# Oeuf a la Neige - Help ASAP!



## foodie4life (Jun 29, 2007)

Quick Question

I am making Oeuf a la Neige for a luncheon I am doing. Yes I am a professional caterer, but no I have never made meringue before. I baked the meringue and they were firm when they came out of the oven. However there were not stiff where if you bit into it there would be a "crunch." When they cool do they get to that stage or did I do something wrong?


----------



## blueicus (Mar 16, 2005)

Oeufs a la neige aren't supposed to be crunchy.


----------



## foodnfoto (Jan 1, 2001)

Oeuf a la Neige are egg shaped meringues that are poached in milk then served in a sweet cream sauce such as creme anglaise. I believe the name translates as "snow eggs." 
It's a dessert that must be served immediately as the fluffy meringues shrink and become rubbery if held for too long.
Shirley Corriher has a delightful recipe in her new book BakeWise only she calls them "Floating Islands." It's worth consulting as the information she provides about meringue of all types is worth its weight in gold.


----------



## m brown (May 29, 1999)

for production we would poach wrapped in plastic wrap. it would hold well and could be scooped to order. It was serve in a bowl of warm anglaise. 
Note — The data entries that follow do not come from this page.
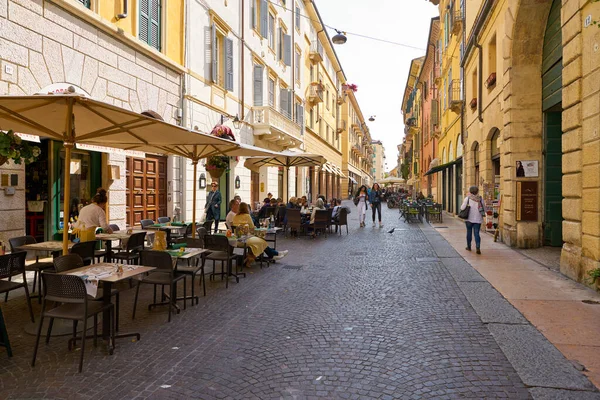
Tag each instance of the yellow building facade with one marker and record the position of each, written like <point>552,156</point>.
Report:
<point>322,108</point>
<point>356,142</point>
<point>532,138</point>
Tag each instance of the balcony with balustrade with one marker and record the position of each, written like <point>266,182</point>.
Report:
<point>273,126</point>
now that is kicking it old school!


----------



## ishbel (Jan 5, 2007)

When I've made this in the past, I used a recipe which called it iles flotante. Milk poached meringues seved on a bed of English custard (creme anglaise).


----------



## rat (Mar 2, 2006)

Quick tip, scoop about 8 fresh meringues onto a plate and microvave them until you see them start to puff, they are perfect and will hold about 1-2 hours before they get weepy. I know, I know a microwave but it works. PS a French chef told me about that one.


----------



## jfield (Sep 4, 2008)

Poached meringue quenelles floating on creme anglaise. Baking=crunchy. No fun to have eggs with the shells still on! :crazy:


----------



## harpua (May 4, 2005)

If you have ramekins or some kind of mold and also a steamer, you can butter and sugar the molds and steam for about 5 minutes. They hold longer than a day for sure. Julia Child's recipe for ile flottante is very good. 

I don't like poaching my whites. It's not my thing.


----------